The only conceivable reason I can think of that one might support the badger cull is straightforward, but strikes me as a little daft. It is the will of the dairy farmers and dairy farmers are cute.  We see them on adverts, with their cloth caps and gruff, rural accents, their purported love of good beer, their charming cloth caps and cheque shirts, their eye smiles and grass chewing. They are in our children’s books, helping deliver baby lambs and growing turnips, standing over a spade with a charming smile and a piece of grass hanging out of their mouths. Their supposed heroism defined in wartime “dig for victory” posters, again with the spade, bright eyes turned to the sky. Farming is part of our history and our culture, and townies have formed quite a sentimental attachment to their image of the “poor beleaguered British farmer.”  Walking through his field in the dawn light, he cuts a romantic figure, lonely, badly dressed, out there in the elements.  He is, townies like to image, a pleasant character, who cares for his animals and frequents the local pub, where he sits with his dog by the fireplace, keeping the real ale industry alive.   Ignorant of the countryside, the townies want to do what he says for sentimental reasons.  His care for his livestock is embodied by mastitis and bovine TB and cramped conditions, in which malformed cows drag their udders along the concrete floor of their sheds.  He has sprayed our wild flower meadows and replanted them with imported rye grass for no reason other than rye grass can be turned into milk quicker, and because the government gave him taxpayers money to do so.  Farming rakes in public money from central government and the EU, and the ‘beleaguered’ farmer is laughing all the way to the bank with his dead badger, cloth cap and massive subsidy, even as the injured coal miner has to reapply for his disability living allowance.  

The cuteness of the dairy farmer is the only explanation of why we would consider doing something like this for him.
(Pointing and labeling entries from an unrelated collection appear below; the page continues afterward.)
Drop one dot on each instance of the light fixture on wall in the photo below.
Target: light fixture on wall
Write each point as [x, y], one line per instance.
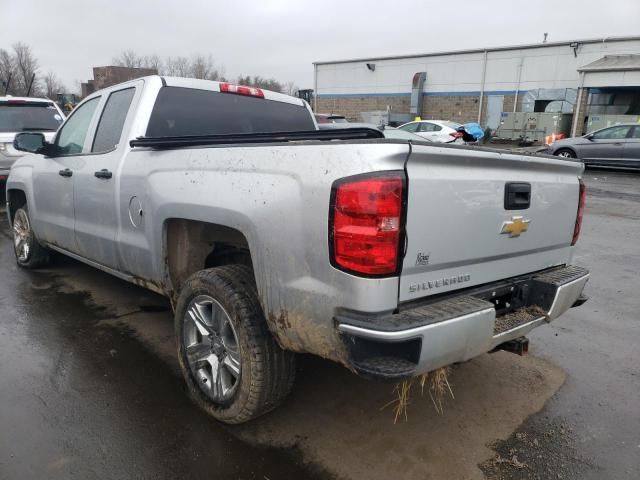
[575, 46]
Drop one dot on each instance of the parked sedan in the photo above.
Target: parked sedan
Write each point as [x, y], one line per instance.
[615, 147]
[330, 118]
[388, 132]
[435, 130]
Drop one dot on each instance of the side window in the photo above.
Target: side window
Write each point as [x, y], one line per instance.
[71, 138]
[112, 120]
[411, 127]
[613, 133]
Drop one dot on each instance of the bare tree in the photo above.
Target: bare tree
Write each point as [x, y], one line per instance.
[52, 85]
[128, 58]
[26, 66]
[177, 67]
[7, 68]
[199, 66]
[152, 61]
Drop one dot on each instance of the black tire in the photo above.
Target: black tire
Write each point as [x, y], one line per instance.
[36, 255]
[566, 153]
[267, 371]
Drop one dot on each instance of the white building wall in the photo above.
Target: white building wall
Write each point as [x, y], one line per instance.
[551, 66]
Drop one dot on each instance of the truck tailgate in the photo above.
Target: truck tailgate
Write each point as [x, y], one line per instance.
[460, 234]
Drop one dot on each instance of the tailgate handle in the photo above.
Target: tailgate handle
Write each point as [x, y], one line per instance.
[517, 196]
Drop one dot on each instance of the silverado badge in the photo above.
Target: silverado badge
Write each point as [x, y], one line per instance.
[515, 226]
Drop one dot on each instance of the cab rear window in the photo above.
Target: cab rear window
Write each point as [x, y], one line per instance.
[21, 116]
[182, 111]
Imagine if the oil industry asked us to cull Puffins because they give them a bad image when they end up covered in oil?  Or whales because there is a theoretical risk of ship collision? They would be ridiculed, and rightly so, although our society is far more dependent on oil than it is on milk.  Imagine if the glass making industry called for a cull on Birds of Prey because they sometimes damage windows on collision with them? Or the forestry industry culled blue tits because of some hitherto unknown side effect of their tree-nesting habits? That’d be ridiculous, because none of these industries have as cute a figurehead as the dairy industry does.

Townies need to wake up to the reality of the countryside and abandon their preconceptions, our wildlife is at stake!